# Leaving for Vacation



## LPearcey (Sep 14, 2013)

Our little Hav "Cubby" is 6 months old. He's a little spoiled as he is rarely left alone. If he is it's just for us to go shopping, or somewhere where he can't come with us for a short period of time. When he is left at home even if there is someone at home such as a family friend, relative etc. he will sit by the door and howl and whine for us. He might quiet down but is clearly unsettled and anxious. We are leaving for a one week vacation in February. Cubby will be staying at home with very familiar family members who are currently renting our basement, but I am worried that he will be extremely stressed while we are gone and possibly get ill. Is there anything I can do to help ease his separation anxiety from myself, my husband and our boys?

Sent from Petguide.com Free App


----------



## Colbie (Feb 9, 2013)

How about having him spend more time with your family member who will be watching him before the vacation. Start with a short period of time and gradually increase until he is comfortable with them.


----------



## Thumper (Feb 18, 2007)

Leave something that smells like you to comfort him, your pillow/pillow case, a blanket that you use. Gucci is the same way, honestly, I"m afraid to leave her with any friends because I'm not sure if they will still wanna be friends when we'd get back because she'd drive them bonkers crying for me.. I have left her a few times for short trips with family at home and she will still go sit at the door all night and wait for me to come home (so sad)...but she will sleep on my pillow and comforter.

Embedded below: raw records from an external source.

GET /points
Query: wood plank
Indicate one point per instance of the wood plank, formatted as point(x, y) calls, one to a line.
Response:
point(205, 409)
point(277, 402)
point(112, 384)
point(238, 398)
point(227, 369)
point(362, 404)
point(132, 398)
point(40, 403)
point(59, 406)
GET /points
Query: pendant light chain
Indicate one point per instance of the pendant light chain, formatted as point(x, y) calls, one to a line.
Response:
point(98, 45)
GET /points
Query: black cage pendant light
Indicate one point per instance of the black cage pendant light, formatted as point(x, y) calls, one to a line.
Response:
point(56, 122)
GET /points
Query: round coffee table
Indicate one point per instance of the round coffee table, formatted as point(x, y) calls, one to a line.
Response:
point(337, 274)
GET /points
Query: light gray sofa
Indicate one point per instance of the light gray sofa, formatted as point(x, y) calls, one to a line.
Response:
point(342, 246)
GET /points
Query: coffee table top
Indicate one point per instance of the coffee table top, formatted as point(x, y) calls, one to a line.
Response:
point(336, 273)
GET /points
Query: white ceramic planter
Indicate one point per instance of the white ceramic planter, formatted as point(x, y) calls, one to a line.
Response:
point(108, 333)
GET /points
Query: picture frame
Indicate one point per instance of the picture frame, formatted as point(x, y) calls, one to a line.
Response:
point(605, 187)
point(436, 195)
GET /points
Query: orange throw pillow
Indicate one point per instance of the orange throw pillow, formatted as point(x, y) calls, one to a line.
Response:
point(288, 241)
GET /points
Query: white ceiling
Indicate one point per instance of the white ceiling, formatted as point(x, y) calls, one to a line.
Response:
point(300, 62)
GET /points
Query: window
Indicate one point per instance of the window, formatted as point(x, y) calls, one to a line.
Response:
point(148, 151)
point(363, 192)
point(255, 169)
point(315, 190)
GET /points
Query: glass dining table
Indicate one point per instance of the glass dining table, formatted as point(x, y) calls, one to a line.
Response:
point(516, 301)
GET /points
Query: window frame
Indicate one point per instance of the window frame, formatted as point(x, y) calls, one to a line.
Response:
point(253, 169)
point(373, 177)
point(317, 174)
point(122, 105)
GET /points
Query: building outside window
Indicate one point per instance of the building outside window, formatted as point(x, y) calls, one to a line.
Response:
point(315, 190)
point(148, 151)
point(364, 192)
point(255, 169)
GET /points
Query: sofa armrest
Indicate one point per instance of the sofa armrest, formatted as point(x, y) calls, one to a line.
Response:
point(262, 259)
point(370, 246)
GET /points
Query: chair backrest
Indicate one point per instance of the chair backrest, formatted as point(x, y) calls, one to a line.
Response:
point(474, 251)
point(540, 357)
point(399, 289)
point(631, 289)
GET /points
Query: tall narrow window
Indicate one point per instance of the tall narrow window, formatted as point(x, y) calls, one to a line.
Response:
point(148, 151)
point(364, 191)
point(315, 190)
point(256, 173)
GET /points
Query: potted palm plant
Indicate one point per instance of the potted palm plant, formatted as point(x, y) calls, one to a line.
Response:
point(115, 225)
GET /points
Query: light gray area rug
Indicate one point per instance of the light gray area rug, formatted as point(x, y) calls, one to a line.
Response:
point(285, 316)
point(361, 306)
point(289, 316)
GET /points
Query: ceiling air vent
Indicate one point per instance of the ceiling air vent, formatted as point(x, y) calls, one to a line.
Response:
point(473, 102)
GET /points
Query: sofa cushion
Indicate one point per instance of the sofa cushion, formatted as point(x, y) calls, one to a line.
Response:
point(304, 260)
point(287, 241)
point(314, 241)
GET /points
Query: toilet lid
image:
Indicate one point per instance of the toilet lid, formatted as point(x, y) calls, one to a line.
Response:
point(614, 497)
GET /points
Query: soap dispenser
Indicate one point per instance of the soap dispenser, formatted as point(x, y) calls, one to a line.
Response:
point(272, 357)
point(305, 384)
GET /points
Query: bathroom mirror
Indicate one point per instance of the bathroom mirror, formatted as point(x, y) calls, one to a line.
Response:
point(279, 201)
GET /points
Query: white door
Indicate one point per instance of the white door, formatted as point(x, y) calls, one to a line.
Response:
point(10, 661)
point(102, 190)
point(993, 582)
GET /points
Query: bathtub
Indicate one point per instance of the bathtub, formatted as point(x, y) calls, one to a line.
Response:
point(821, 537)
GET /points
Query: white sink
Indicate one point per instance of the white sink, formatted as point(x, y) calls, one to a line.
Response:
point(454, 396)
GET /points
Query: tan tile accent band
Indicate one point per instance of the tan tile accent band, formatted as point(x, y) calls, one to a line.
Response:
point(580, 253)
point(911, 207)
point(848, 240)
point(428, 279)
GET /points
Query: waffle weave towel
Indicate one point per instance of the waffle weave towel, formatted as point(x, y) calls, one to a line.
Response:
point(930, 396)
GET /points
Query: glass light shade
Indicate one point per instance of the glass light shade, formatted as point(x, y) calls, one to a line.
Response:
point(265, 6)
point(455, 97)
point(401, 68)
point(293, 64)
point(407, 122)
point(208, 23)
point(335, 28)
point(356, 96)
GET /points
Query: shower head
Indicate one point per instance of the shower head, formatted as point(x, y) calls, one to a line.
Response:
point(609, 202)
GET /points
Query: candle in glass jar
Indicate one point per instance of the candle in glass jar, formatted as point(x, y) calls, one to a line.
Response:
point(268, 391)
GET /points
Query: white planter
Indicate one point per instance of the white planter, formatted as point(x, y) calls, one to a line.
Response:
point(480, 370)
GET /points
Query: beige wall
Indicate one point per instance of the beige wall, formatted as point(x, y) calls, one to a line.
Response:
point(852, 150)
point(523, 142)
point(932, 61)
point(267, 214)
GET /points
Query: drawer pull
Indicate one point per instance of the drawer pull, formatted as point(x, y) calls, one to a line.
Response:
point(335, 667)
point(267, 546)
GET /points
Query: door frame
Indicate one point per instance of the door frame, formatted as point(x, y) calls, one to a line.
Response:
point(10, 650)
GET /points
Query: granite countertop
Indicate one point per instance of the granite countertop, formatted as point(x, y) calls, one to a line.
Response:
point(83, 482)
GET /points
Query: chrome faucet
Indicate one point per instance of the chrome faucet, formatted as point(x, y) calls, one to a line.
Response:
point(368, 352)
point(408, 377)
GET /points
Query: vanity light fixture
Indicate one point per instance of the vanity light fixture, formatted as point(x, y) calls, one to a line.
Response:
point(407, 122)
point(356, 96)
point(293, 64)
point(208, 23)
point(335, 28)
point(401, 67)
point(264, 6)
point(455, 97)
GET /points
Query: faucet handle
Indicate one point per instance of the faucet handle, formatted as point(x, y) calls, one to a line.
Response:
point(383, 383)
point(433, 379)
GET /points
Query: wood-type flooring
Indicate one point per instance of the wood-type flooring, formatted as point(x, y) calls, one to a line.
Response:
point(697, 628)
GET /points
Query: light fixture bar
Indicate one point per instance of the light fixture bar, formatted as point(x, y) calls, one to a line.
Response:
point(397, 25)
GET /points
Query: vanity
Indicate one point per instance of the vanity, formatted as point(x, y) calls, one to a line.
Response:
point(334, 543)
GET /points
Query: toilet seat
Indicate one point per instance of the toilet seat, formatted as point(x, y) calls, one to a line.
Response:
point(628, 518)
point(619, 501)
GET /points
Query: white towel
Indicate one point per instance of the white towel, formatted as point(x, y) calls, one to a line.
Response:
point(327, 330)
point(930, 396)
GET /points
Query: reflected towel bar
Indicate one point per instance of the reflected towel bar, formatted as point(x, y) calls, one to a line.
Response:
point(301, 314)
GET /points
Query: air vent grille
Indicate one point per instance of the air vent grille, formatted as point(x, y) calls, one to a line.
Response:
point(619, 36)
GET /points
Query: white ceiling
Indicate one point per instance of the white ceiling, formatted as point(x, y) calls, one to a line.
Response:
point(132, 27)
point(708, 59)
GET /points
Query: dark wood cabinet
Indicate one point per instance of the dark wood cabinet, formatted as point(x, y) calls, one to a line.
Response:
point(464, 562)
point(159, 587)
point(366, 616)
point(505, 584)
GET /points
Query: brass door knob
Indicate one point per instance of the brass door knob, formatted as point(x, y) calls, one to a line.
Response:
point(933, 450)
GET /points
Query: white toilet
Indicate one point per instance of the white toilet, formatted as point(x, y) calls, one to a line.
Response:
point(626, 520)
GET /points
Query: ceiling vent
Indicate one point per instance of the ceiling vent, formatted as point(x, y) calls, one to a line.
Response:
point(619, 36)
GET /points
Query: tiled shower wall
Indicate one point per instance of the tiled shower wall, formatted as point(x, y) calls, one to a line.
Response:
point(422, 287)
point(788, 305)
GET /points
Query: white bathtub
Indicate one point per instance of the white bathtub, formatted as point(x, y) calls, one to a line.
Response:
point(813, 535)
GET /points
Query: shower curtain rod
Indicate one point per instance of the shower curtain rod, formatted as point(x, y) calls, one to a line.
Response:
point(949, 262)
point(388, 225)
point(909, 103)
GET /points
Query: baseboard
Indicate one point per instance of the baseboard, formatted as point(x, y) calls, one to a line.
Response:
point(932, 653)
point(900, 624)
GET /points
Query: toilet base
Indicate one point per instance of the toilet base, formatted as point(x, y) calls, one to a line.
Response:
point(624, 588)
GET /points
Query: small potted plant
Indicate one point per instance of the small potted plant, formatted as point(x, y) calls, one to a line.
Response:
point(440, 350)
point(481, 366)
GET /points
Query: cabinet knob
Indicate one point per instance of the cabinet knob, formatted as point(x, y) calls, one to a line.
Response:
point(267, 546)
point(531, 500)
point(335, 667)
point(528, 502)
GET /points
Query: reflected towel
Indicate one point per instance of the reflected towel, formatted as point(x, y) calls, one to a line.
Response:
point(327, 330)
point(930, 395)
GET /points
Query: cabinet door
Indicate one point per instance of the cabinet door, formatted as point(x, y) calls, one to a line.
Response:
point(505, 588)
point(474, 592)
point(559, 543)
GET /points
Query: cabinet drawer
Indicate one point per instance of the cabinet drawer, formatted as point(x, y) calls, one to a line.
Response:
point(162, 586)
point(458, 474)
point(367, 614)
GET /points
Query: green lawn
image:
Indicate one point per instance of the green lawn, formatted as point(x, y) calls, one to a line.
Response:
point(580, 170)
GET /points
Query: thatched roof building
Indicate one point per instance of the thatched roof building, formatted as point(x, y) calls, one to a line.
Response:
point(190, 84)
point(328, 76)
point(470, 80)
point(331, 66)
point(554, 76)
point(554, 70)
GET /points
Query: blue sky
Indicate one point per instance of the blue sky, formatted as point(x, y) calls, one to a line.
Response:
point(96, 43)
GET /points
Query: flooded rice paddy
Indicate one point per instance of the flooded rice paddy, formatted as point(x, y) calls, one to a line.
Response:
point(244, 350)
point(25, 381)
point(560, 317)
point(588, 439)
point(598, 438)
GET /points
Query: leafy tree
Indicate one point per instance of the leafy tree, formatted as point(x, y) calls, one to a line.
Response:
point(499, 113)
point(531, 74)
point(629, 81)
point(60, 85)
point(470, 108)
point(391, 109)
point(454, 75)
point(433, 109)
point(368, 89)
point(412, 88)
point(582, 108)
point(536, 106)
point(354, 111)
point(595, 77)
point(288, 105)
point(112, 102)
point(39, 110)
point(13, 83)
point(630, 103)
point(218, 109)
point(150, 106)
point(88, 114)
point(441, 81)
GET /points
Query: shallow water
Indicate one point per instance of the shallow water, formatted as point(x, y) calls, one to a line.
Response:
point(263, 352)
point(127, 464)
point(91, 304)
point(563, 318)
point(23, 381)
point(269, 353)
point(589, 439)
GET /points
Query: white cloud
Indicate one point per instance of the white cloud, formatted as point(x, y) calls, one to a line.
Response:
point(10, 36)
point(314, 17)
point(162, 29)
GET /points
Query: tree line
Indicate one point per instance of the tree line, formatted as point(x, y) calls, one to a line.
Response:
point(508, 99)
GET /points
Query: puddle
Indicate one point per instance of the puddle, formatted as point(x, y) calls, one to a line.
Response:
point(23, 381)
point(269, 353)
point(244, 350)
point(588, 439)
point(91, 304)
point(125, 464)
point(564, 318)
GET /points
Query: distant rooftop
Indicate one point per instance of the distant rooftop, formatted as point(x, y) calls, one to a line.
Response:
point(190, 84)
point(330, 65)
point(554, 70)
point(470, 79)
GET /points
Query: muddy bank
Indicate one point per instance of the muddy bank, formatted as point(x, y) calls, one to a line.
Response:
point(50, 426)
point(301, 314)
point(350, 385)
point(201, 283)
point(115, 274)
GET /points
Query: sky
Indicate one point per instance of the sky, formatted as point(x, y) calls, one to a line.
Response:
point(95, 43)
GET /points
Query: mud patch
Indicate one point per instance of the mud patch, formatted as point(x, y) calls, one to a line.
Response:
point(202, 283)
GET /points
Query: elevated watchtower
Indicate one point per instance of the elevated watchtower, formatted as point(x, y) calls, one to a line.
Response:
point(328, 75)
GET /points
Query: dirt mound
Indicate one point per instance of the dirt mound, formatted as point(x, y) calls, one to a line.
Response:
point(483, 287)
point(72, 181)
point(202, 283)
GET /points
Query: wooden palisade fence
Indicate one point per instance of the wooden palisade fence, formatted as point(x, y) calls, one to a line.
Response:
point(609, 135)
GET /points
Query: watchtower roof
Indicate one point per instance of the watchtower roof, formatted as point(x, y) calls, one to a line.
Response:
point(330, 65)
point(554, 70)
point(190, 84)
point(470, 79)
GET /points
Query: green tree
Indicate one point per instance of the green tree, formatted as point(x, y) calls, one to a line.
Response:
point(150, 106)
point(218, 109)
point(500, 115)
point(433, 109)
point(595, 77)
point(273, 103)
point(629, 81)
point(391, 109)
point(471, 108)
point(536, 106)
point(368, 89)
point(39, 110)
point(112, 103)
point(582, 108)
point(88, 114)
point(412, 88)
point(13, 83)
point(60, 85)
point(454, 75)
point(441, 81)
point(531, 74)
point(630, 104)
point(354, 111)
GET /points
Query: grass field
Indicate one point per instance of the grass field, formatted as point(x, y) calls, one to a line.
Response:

Most trips we just take her and put her in the stroller when we go out, so that'd make it even worse if I left her now, her having have been on the last several trips..I've created a monster, no doubt.

Kara


----------



## krandall (Jun 11, 2009)

Colbie said:


> How about having him spend more time with your family member who will be watching him before the vacation. Start with a short period of time and gradually increase until he is comfortable with them.


And to add to this, I'd start having them do fun and stimulating things with him&#8230; not only caring for him, but, even when you are home, taking him for walks without you, taking him out in the yard to play without you, since they live in your home, even turn over all his feeding to them if you can. Anything to make them seem like the most fun people in the world!

Kodi doesn't stay with other people that often, but we've made sure that he enjoys those people so much that he thinks "PARTY TIME!!!" when we drive up to their house!!!  He's still thrilled to see us when we return, but he has a grand time with them.

But you have to really WORK at it ahead of time for it to be something the dog looks forward to instead of getting stressed about. It doesn't happen on its own&#8230; especially for the clingier types.


----------